Troublemakers: The Story of Land Art
Time Out says
How renegade New York artists created monumental earthworks in the desolate American Southwest
Land Art was an attempt to break out of the gallery and engage directly with the landscape, creating work that couldn’t be bought, sold or commodified. It was as American as a military-industrial apple pie: a bastardised frontier mentality mixed up with a lot of we’re-as-smart-as-the-Europeans theorising, plus endless opportunities to wear Levi’s, drive diggers and do a lot of dude boozing. Chuck in the Vietnam War and you’ve got a full house of ’60s-’70s US cultural anxieties.

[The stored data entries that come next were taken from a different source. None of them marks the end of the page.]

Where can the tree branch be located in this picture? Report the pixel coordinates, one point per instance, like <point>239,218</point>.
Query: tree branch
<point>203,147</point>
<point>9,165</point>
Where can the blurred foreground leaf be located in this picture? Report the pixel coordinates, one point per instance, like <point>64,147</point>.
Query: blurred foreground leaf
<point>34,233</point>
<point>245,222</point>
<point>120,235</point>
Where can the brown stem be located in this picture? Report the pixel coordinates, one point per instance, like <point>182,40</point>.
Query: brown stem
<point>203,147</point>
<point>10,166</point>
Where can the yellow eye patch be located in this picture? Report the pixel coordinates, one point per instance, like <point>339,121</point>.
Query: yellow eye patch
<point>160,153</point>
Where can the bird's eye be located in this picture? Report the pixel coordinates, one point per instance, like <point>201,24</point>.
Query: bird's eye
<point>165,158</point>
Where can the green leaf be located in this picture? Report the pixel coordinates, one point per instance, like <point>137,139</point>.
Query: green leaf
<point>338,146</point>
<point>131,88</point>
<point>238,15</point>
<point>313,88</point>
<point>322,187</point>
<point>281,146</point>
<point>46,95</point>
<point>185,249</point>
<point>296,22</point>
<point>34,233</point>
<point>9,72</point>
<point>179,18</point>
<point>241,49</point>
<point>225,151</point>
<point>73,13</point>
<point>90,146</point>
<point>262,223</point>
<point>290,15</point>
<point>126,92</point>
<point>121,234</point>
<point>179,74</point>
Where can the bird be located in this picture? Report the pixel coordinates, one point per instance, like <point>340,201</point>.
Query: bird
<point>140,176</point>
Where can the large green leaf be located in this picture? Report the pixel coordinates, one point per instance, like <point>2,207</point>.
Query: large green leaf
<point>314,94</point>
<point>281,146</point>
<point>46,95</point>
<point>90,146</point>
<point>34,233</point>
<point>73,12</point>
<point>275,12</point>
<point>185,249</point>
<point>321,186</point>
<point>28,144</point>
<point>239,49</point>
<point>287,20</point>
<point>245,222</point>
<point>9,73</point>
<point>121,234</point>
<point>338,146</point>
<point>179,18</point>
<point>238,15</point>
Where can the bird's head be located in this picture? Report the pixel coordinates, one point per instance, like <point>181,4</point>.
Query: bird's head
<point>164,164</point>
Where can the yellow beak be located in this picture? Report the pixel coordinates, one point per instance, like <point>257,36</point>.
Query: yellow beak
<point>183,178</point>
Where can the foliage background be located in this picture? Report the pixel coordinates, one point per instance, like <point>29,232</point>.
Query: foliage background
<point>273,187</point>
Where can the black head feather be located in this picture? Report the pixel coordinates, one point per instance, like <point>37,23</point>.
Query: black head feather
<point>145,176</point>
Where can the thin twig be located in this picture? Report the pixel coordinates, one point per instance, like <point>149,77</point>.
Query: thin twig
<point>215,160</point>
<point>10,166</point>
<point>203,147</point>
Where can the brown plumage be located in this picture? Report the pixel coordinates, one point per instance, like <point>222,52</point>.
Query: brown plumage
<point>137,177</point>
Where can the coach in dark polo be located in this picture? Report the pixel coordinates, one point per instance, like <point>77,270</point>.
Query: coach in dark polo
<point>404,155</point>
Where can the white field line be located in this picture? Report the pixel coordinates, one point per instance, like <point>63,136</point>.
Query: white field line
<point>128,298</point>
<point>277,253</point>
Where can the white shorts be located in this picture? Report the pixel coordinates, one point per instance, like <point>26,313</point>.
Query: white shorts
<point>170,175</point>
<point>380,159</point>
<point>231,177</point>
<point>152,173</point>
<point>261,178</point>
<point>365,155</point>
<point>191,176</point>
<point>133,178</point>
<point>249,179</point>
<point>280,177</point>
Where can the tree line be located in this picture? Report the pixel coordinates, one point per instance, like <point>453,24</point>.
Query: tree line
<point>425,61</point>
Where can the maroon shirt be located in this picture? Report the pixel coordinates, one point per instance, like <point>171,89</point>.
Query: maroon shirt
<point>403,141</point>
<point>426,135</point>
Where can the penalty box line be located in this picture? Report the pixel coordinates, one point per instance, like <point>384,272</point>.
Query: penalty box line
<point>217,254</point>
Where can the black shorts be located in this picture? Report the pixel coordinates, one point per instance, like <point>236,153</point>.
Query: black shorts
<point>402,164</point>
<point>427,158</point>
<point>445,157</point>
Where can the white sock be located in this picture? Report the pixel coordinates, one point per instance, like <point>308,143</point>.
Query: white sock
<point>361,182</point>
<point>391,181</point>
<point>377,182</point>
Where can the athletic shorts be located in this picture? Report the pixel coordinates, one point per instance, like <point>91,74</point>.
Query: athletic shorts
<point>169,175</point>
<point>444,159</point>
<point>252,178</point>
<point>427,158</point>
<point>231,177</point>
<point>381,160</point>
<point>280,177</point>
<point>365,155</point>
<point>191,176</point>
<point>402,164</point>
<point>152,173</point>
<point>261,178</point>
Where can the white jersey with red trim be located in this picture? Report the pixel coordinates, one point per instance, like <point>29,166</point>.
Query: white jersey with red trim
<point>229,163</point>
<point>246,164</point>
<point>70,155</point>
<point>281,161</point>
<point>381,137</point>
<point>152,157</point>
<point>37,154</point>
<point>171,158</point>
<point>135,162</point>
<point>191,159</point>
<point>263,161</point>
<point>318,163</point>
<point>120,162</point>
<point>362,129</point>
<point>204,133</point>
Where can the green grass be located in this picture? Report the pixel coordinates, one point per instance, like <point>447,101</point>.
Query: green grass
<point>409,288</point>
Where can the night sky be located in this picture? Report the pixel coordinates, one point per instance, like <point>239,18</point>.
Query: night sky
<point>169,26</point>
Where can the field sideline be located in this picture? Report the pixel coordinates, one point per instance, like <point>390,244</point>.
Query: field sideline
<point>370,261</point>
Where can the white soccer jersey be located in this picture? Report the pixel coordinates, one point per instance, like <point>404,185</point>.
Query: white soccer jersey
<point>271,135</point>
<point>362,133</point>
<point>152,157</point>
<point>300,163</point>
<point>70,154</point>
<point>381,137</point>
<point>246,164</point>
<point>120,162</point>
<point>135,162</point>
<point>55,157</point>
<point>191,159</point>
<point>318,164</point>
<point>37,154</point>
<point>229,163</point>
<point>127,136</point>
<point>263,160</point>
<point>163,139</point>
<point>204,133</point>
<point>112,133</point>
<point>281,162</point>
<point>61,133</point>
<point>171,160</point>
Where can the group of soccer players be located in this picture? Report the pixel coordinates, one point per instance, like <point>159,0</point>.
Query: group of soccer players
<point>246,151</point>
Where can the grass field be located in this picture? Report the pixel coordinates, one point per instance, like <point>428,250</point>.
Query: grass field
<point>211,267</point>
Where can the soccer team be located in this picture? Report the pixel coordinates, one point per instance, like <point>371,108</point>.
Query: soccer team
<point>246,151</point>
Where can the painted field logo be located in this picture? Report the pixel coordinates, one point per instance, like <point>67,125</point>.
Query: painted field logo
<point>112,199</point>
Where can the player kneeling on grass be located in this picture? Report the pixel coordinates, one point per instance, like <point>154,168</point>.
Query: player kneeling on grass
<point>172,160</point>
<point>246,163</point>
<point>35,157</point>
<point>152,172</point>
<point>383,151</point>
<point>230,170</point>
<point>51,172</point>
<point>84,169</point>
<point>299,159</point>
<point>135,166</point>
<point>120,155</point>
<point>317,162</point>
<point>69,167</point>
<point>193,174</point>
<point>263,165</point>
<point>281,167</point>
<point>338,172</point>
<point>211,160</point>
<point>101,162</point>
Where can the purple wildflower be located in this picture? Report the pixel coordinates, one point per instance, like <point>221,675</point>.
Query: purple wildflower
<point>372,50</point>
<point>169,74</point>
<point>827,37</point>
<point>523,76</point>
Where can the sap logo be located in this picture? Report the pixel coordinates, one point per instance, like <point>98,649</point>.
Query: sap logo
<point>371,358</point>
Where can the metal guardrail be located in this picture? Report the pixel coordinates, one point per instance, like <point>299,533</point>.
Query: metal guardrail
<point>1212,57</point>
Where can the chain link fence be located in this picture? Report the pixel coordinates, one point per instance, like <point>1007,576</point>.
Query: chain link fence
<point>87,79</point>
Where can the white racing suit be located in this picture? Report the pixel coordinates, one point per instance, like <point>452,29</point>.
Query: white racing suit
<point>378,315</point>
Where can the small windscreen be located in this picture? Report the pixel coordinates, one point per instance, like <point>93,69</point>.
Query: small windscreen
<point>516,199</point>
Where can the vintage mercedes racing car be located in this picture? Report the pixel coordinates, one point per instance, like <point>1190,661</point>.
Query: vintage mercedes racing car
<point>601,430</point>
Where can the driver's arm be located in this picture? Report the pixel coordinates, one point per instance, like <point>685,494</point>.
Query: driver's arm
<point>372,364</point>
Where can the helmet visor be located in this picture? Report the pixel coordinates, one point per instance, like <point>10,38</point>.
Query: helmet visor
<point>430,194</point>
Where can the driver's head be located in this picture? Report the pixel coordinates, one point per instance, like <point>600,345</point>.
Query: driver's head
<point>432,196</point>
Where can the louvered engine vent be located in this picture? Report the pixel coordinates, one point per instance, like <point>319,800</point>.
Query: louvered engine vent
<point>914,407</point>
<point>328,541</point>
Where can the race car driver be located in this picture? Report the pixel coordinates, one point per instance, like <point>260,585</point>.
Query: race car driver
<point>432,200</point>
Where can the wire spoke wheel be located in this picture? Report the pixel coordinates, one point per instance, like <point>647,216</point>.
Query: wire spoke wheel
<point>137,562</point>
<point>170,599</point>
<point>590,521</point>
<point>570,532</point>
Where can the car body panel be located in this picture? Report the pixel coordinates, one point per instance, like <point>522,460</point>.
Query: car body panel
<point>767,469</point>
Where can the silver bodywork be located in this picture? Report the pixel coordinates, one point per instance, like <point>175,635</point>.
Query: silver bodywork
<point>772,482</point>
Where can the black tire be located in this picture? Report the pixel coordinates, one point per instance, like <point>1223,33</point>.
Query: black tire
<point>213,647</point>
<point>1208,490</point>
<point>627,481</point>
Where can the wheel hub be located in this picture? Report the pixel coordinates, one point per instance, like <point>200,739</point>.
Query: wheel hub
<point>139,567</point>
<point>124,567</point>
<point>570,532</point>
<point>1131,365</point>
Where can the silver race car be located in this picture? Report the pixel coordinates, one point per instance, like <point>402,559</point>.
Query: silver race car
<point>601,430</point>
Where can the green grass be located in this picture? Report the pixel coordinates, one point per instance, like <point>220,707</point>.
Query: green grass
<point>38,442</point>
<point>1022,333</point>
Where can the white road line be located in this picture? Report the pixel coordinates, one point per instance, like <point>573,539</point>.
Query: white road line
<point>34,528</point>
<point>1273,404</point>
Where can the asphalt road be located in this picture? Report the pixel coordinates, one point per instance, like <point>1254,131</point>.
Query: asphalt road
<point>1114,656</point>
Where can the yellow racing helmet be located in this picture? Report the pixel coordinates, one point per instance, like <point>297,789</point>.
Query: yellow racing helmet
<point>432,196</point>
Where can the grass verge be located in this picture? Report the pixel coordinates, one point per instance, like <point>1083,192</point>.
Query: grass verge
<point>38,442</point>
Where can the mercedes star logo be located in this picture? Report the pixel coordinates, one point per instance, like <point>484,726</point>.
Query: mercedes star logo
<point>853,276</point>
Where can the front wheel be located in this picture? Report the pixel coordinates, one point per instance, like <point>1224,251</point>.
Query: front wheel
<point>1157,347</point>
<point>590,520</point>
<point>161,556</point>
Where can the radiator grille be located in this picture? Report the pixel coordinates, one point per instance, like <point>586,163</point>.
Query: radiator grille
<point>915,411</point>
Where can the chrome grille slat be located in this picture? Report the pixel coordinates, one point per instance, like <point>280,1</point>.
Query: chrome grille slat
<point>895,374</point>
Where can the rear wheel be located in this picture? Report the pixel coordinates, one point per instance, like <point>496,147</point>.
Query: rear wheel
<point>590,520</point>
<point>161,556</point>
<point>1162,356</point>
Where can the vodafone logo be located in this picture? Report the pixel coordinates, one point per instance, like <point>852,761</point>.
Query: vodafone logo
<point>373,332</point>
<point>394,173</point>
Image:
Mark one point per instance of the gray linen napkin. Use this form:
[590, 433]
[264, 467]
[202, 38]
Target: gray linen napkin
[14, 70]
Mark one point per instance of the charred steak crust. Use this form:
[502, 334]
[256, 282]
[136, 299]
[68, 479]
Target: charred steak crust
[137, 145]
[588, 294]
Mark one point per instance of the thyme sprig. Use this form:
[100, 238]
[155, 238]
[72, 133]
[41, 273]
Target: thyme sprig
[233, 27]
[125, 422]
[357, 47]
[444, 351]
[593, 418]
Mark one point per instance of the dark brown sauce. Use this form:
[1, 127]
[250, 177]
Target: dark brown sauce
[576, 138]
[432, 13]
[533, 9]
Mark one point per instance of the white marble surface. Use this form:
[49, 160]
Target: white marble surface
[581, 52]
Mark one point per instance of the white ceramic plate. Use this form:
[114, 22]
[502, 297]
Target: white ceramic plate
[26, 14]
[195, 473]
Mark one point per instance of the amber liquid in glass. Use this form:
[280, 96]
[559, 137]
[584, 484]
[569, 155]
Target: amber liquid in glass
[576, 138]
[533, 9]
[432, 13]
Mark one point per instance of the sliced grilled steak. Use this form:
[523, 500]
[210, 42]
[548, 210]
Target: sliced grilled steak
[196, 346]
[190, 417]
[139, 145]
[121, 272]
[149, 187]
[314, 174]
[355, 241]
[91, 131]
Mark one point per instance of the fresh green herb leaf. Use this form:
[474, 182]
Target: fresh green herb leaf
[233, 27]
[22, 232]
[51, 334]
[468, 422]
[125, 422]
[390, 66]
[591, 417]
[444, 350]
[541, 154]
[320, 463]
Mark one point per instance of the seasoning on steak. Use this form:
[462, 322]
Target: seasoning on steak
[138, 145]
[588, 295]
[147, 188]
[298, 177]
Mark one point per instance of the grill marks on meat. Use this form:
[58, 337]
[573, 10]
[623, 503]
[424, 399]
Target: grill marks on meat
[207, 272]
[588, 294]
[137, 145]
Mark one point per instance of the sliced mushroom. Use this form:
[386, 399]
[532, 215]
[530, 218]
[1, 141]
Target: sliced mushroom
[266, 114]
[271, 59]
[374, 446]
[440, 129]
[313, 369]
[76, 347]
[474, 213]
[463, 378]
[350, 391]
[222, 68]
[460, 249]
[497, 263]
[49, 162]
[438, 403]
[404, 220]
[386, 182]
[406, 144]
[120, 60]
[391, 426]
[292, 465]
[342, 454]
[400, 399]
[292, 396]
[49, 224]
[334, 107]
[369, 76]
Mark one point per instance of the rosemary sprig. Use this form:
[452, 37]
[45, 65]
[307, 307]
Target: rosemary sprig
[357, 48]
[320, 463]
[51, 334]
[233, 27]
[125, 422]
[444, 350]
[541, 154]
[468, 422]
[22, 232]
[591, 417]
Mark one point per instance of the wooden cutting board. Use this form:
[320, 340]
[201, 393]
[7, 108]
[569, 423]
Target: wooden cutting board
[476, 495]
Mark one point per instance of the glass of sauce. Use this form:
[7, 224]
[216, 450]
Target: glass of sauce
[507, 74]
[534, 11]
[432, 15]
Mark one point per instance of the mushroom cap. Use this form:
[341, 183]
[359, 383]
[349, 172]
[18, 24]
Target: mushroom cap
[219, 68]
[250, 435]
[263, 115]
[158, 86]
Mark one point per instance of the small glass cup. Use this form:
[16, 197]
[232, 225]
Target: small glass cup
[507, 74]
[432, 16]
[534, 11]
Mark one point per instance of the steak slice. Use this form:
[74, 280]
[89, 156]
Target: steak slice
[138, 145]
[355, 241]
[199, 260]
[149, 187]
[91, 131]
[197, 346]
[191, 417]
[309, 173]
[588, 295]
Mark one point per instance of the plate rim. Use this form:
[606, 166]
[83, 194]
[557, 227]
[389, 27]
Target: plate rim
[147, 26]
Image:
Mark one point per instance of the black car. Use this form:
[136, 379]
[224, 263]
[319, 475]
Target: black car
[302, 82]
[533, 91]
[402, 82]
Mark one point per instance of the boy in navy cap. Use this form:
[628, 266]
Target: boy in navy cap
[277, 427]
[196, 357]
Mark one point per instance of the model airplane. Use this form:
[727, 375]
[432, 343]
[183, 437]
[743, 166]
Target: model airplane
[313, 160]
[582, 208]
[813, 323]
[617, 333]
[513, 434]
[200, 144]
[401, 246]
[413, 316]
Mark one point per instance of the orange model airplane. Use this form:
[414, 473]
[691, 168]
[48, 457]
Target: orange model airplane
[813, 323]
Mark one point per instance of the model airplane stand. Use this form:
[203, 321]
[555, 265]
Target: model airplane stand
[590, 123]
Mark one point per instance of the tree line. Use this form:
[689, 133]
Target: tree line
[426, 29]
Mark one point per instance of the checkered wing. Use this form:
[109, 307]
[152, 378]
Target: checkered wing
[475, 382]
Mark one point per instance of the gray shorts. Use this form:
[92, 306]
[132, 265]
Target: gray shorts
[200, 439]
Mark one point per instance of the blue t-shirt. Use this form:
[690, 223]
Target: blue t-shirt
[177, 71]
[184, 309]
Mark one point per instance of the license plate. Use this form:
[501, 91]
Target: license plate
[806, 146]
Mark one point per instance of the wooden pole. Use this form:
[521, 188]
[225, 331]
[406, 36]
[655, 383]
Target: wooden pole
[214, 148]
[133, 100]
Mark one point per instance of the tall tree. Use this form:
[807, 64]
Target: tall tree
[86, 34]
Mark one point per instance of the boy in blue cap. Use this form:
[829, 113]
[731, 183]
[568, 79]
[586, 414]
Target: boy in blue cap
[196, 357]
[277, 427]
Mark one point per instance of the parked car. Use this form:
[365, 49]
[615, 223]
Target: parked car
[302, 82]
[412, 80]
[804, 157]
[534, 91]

Anyway, that’s the picture painted by this doc about a lot of blokes who didn’t paint pictures. The artworks, gouged out of remote canyons, or erected in the desert miles from anywhere, intentionally made both artist and audience an afterthought: in 10,000 years’ time, who would care who made them or why? For a documentary, though, that poses a problem. Those involved seem literally dwarfed by their works, ambitious and desperate to leave their mark. It doesn’t help that the movement’s poster boy, Robert Smithson, whose ‘Spiral Jetty’ is Land Art’s definitive moment, died while working in 1973. The art is undeniably impressive, but there’s a lot of I-did-this-before-him-without-her-help, which drags. Still, look at that: it’s massive!